El resto del grupo llegó un rato después. Traían, además de unos micrófonos con altavoces portátiles para el concierto, la cena. Justo entonces reapareció Selena y nos contó que había subido hasta la basílica románica de San Miniato al Monte, situada en uno de los puntos más altos de toda Florencia, para visitarla. Nos enseñó las fotos que había hecho desde lo alto de la colina, pero yo no les presté atención.

Cuando terminamos, nos vestimos para salir de marcha. Lucilda, junto a Ícaro, fue la encargada de llevarnos a los mejores locales de la ciudad. Sitios que, dada la sobriedad y la historia que rezumaban de todas las calles de Florencia, parecía imposible que existieran.
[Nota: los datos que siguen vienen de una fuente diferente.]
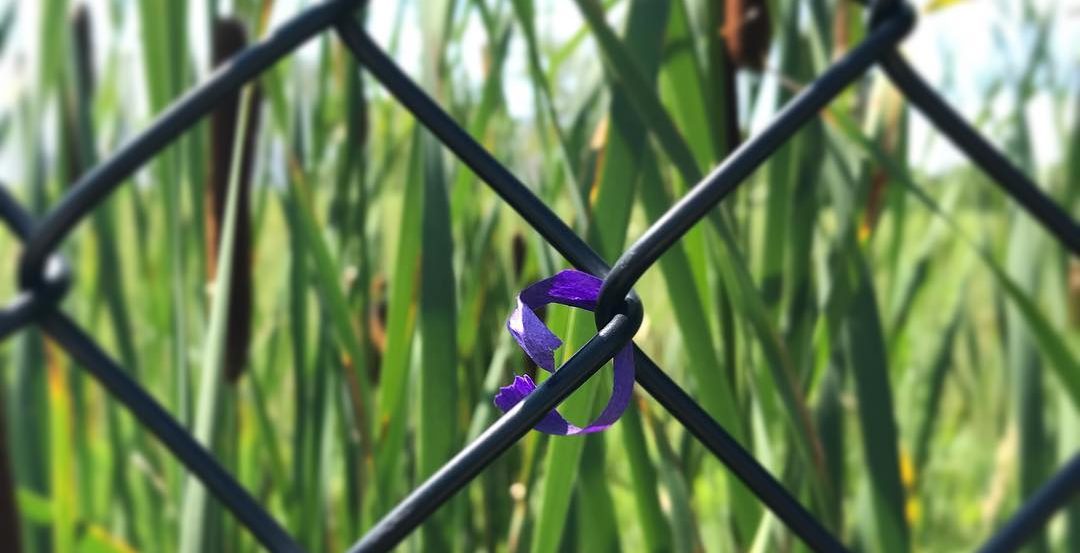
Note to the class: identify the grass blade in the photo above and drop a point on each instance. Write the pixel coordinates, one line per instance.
(436, 431)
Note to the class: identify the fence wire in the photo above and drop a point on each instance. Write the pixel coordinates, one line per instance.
(44, 277)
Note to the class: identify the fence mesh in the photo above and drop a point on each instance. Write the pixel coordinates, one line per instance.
(44, 277)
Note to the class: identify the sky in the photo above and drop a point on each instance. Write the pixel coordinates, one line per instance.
(967, 36)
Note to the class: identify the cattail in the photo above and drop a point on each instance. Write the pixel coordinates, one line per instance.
(78, 94)
(746, 32)
(229, 38)
(83, 48)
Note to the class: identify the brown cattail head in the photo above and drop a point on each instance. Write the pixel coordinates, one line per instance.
(746, 32)
(229, 38)
(77, 95)
(83, 48)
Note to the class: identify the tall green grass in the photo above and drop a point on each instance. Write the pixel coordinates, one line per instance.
(896, 342)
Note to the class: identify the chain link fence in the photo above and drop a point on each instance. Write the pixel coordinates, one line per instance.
(44, 277)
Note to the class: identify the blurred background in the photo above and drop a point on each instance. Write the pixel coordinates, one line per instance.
(890, 335)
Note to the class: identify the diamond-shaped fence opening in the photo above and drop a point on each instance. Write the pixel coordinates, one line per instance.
(44, 277)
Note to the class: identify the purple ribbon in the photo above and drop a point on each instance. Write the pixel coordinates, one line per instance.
(572, 288)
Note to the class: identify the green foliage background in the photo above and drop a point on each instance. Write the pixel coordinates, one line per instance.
(900, 347)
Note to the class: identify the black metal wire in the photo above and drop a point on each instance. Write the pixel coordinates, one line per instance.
(1037, 510)
(499, 436)
(697, 203)
(150, 414)
(996, 165)
(568, 243)
(96, 184)
(44, 278)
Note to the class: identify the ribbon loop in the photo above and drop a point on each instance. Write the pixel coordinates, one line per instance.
(574, 288)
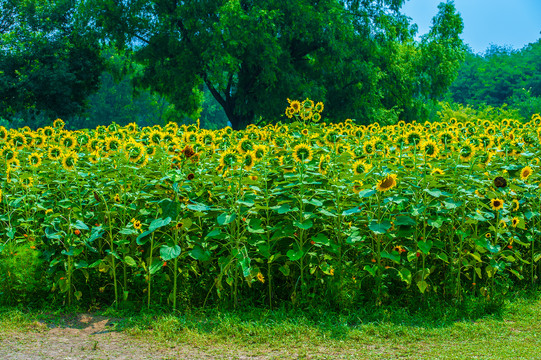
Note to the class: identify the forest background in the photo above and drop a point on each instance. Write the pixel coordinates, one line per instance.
(94, 62)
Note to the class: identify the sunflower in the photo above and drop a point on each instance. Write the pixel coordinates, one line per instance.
(9, 154)
(360, 167)
(466, 151)
(302, 153)
(430, 148)
(112, 144)
(357, 186)
(27, 182)
(134, 151)
(137, 224)
(500, 182)
(34, 160)
(323, 164)
(248, 160)
(94, 157)
(18, 140)
(387, 183)
(295, 105)
(496, 204)
(245, 145)
(59, 124)
(515, 221)
(260, 151)
(525, 173)
(3, 133)
(155, 137)
(69, 160)
(413, 137)
(69, 141)
(516, 205)
(228, 159)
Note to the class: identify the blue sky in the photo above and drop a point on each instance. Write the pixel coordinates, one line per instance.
(514, 23)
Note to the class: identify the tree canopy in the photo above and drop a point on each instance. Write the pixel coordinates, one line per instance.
(49, 60)
(359, 57)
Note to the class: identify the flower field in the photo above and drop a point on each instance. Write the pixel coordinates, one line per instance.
(298, 213)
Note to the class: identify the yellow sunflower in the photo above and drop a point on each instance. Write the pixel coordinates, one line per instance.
(360, 167)
(69, 160)
(387, 183)
(34, 160)
(496, 204)
(302, 153)
(525, 173)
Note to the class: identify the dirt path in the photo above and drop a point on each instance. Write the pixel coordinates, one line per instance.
(92, 337)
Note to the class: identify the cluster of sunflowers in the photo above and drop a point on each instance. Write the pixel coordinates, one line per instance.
(308, 200)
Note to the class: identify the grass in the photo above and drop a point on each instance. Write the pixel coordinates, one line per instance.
(470, 331)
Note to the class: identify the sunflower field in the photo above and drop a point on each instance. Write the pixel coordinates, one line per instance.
(294, 213)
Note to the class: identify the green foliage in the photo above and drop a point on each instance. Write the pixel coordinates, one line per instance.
(49, 59)
(359, 57)
(501, 76)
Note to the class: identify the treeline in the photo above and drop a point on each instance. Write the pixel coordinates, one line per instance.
(94, 62)
(501, 76)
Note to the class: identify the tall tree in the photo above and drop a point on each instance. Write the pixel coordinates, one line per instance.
(252, 55)
(49, 60)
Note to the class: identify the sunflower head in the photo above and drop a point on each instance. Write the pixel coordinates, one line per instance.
(387, 183)
(302, 153)
(525, 173)
(496, 204)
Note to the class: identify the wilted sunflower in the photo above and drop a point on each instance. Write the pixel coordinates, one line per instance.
(496, 204)
(69, 160)
(9, 154)
(500, 182)
(323, 164)
(27, 182)
(248, 160)
(302, 153)
(34, 160)
(360, 167)
(516, 204)
(59, 124)
(429, 148)
(525, 173)
(515, 221)
(54, 153)
(228, 159)
(387, 183)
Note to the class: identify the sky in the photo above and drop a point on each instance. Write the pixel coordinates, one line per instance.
(513, 23)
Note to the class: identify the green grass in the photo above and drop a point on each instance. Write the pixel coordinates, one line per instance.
(435, 331)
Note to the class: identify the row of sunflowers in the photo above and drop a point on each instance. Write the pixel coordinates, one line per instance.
(297, 213)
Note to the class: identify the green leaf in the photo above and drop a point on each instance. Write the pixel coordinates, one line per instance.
(422, 285)
(425, 246)
(129, 261)
(169, 252)
(404, 220)
(284, 270)
(366, 193)
(225, 218)
(305, 225)
(198, 253)
(80, 225)
(254, 226)
(156, 265)
(394, 256)
(294, 255)
(380, 228)
(405, 275)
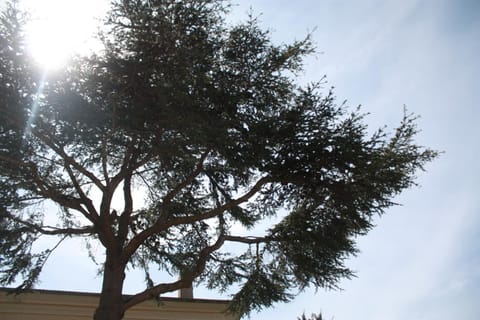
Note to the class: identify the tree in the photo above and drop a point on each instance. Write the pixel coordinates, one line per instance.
(208, 122)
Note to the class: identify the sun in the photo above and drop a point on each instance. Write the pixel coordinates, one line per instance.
(60, 28)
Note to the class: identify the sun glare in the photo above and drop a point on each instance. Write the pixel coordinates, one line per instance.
(60, 28)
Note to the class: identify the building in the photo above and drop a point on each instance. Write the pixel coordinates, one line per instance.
(56, 305)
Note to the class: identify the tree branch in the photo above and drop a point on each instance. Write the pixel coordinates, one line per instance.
(184, 282)
(48, 141)
(49, 230)
(165, 223)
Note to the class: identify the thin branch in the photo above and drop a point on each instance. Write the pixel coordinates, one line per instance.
(164, 223)
(50, 230)
(86, 201)
(48, 141)
(248, 239)
(105, 160)
(184, 282)
(187, 181)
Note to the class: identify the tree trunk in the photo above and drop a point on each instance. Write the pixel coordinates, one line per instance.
(111, 300)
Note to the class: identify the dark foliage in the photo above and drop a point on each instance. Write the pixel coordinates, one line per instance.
(208, 122)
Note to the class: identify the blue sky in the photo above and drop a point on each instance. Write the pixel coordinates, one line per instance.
(422, 261)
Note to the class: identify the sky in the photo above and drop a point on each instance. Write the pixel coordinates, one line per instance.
(422, 261)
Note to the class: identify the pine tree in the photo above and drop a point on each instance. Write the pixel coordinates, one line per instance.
(209, 122)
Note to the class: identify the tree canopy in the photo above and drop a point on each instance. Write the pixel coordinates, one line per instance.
(208, 122)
Pero allí estaban, y fue genial poder ahogar los recuerdos y los problemas en ron, como un auténtico pirata.

Para cuando quise darme cuenta, el alcohol se había apoderado de mis extremidades, que en ese momento rodeaban sin tapujos el cuerpo de una morena de ojos grandes que se contoneaba con la misma intensidad que una serpiente. Creo que fue ella quien se lanzó primero, pero yo no le hice ascos. Más bien, todo lo contrario.

¿Era aquel beso uno de verdad? Quizá no, pero para mí era suficiente. No esperé a que los demás dieran por concluida la noche. Le pedí a Ícaro una de las dos copias de las llaves y arrastré a la chica fuera del local en dirección al hotel.

Antes de marcharme, volví un instante la mirada a mi espalda para ver cómo Selena me observaba en silencio junto a la barra. Su expresión y su pose, incluso allí, en mitad de la fiesta, con las luces multicolores arañando la oscuridad, me pareció tan noble como las de las maravillas que decoraban aquella ciudad.

Por un instante, en el que fui incapaz de comprender lo que me decían sus ojos, solté los dedos de la morena, pero entonces la chica me agarró del brazo con insistencia y me empujó fuera del local y yo, cansado y desorientado, me dejé arrastrar por la corriente.